Le gouvernement repousse l'interdiction des terrasses chauffées

Le gouvernement repousse l'interdiction des terrasses chauffées
©Panoramic

publié le lundi 03 août 2020 à 07h55

La ministre de la Transition Ecologique Barbara Pompili a confirmé que l'interdiction de chauffer les terrasses sera repoussée à l'hiver 2021 afin d'aider le secteur de la restauration à se relancer.

Ils ont finalement obtenu en partie gain de cause.

Alors qu'ils le réclamaient depuis plusieurs semaines, les restaurateurs et cafetiers de France vont pouvoir continuer à chauffer leur terrasse quelques mois supplémentaires. C'est ce qu'a confirmé la ministre de la Transition Ecologique Barbara Pompili au cours d'un entretien accordé dimanche 2 août au Courrier Picard.
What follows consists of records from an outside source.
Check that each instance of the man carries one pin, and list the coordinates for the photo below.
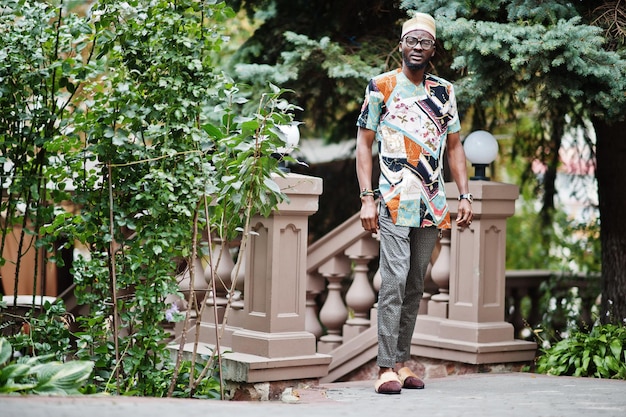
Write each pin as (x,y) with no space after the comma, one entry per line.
(413,117)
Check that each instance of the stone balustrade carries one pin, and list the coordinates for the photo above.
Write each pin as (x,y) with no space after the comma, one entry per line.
(309,311)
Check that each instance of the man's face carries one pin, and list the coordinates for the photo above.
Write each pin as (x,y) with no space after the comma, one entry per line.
(416,57)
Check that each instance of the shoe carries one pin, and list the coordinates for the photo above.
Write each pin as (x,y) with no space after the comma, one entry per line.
(409,380)
(388,383)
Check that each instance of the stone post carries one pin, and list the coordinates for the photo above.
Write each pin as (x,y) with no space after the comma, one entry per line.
(271,325)
(475,330)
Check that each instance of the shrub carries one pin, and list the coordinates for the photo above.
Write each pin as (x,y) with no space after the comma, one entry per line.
(39,375)
(598,353)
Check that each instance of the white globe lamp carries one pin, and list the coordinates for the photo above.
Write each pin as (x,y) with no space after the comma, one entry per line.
(481,149)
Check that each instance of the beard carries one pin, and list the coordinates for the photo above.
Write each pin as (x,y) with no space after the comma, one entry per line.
(414,67)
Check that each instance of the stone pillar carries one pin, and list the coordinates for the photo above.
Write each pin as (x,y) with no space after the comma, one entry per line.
(272,323)
(475,330)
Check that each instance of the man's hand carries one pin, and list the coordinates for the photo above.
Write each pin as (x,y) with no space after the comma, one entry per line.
(369,214)
(465,214)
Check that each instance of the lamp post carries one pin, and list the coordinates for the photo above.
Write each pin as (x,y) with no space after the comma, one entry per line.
(290,134)
(481,149)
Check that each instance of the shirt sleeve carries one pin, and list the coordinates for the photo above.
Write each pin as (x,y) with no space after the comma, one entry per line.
(454,125)
(371,109)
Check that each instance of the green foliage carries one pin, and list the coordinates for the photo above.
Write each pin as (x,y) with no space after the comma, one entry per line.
(323,50)
(39,375)
(599,353)
(125,112)
(45,334)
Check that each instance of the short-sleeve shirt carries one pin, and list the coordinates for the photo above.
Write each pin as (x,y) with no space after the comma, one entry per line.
(412,123)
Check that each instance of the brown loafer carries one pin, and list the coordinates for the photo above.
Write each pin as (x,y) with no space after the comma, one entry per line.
(409,380)
(388,383)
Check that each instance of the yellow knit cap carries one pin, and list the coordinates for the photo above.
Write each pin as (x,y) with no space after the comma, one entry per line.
(421,21)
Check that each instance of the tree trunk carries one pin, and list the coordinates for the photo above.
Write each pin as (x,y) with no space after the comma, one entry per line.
(611,177)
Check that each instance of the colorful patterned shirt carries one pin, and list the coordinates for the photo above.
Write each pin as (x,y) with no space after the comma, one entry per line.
(411,124)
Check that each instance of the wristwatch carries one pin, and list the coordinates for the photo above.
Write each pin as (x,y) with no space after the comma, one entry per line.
(469,197)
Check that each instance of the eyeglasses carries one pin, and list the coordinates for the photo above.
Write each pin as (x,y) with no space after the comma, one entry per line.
(412,42)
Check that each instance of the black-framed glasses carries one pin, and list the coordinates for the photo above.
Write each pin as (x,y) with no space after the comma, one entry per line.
(412,42)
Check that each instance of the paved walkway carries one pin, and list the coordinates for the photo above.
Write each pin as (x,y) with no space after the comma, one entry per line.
(484,395)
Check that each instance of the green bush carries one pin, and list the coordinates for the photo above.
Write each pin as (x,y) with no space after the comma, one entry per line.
(39,375)
(598,353)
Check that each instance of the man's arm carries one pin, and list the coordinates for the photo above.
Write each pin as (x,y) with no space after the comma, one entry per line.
(458,168)
(364,142)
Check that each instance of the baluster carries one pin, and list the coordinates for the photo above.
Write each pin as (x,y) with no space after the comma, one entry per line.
(315,286)
(360,296)
(200,286)
(440,274)
(223,265)
(334,313)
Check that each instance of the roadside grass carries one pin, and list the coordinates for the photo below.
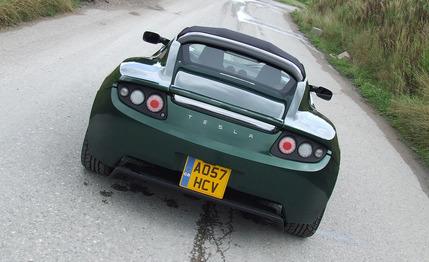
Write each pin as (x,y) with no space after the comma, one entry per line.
(13,12)
(297,3)
(389,46)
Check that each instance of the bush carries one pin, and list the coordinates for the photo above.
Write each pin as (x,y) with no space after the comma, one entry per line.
(13,12)
(389,45)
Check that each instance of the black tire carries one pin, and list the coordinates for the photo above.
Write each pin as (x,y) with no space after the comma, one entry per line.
(303,230)
(91,163)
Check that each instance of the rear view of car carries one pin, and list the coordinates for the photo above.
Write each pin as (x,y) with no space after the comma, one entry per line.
(221,115)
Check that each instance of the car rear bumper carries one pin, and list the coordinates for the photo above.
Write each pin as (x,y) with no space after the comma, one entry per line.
(302,189)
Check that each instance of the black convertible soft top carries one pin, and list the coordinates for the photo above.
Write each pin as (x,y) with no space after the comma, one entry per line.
(246,39)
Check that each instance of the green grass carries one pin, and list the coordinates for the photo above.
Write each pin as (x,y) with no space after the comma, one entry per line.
(297,3)
(13,12)
(389,45)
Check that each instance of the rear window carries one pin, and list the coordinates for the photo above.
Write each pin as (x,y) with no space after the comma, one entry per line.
(239,67)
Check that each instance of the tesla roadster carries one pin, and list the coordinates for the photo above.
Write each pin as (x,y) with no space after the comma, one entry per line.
(222,115)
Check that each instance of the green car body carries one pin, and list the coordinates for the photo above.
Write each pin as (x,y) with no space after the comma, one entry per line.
(121,138)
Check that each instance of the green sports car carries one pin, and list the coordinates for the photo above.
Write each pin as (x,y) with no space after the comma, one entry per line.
(222,115)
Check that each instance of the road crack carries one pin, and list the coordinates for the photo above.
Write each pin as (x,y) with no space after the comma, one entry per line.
(213,234)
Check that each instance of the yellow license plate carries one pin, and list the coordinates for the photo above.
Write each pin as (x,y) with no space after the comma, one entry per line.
(205,178)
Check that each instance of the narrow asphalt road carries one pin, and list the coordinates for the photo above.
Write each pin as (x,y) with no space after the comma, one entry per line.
(53,210)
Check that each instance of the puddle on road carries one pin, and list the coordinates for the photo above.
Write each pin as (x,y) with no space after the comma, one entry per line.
(240,10)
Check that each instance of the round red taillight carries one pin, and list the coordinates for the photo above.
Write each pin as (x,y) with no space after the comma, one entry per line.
(155,103)
(287,145)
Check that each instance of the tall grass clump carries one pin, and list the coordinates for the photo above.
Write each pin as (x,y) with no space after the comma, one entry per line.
(13,12)
(389,44)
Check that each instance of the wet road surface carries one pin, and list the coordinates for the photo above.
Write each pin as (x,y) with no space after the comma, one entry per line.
(53,210)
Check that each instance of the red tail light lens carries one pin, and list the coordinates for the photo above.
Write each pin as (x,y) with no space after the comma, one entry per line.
(287,145)
(155,103)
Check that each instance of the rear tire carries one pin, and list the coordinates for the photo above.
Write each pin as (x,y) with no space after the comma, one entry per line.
(91,163)
(303,230)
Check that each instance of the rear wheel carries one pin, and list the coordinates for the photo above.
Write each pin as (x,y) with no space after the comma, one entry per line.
(91,163)
(303,230)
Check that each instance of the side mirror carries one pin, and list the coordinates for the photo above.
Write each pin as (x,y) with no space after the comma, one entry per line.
(154,38)
(321,92)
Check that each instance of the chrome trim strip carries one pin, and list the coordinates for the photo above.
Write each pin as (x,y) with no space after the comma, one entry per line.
(237,78)
(291,66)
(221,111)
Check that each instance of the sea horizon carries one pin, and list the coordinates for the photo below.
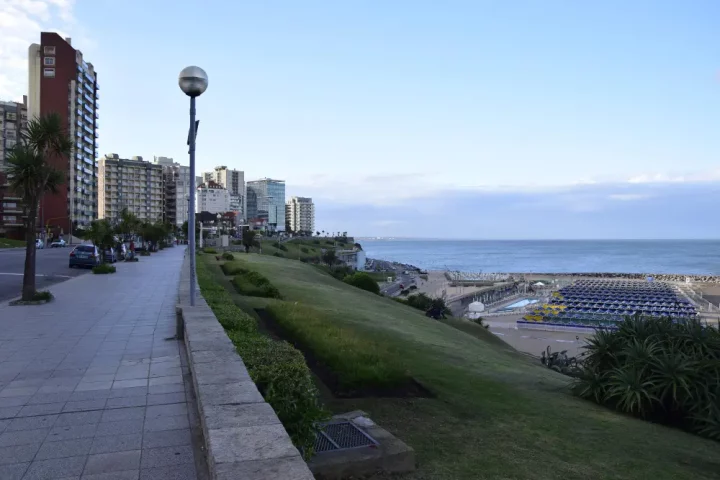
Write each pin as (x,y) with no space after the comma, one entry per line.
(639,256)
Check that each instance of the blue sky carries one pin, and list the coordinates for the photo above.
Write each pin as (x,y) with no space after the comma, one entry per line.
(401,117)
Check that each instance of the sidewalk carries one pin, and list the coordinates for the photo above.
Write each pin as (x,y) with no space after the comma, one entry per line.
(94,383)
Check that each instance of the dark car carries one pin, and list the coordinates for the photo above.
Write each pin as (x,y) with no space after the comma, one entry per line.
(110,255)
(84,256)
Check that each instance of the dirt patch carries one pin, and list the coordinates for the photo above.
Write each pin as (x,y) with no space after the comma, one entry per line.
(410,389)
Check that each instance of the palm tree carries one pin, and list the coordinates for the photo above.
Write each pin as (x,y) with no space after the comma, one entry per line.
(31,176)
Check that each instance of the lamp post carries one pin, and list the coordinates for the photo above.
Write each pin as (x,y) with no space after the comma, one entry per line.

C'était un point de désaccord majeur ente le gouvernement et le monde de la restauration. Les convictions écologiques de la ministre la poussent à vouloir progressivement interdire cette pratique qu'elle n'hésite pas à décrire comme une "aberration écologique".

"Une terrasse équipée de cinq braseros émet autant de CO2 au cours d'un hiver qu'une voiture qui ferait trois fois le tour du monde. C'est absurde, et ça coûte cher en énergie", rappelle-t-elle auprès du Courrier Picard.

Aider les restaurateurs à rebondir

Si la fin de l'hiver 2020 devait marquer la fin des terrasses chauffées, la récente crise sanitaire a rebattu les cartes. Les longues semaines de confinement ont plongé la plupart des restaurateurs dans une situation économique très compliquée. "J'entends évidemment les difficultés des cafetiers et des restaurateurs et c'est pourquoi cette mesure ne s'appliquera pas cet hiver, mais l'année prochaine. Nous allons mener des concertations et les accompagner dans cette transition", assure Barbara Pompili.

Un véritable ouf de soulagement pour les professionnels du secteur. Ils n'avaient pas digéré la manière dont la première décision avait été prise. Ils estimaient ne pas avoir été assez concertés, le gouvernement se basant surtout sur les conseils de la Convention citoyenne pour le climat. C'est pourtant un aspect majeur de leur économie. Comme l'explique le fondateur du cabinet Food Service Vision François Blouin au Figaro, s'ils ne peuvent plus chauffer leur terrasse l'hiver, les restaurateurs perdraient entre "5 et 10% de leur chiffre d'affaires annuel".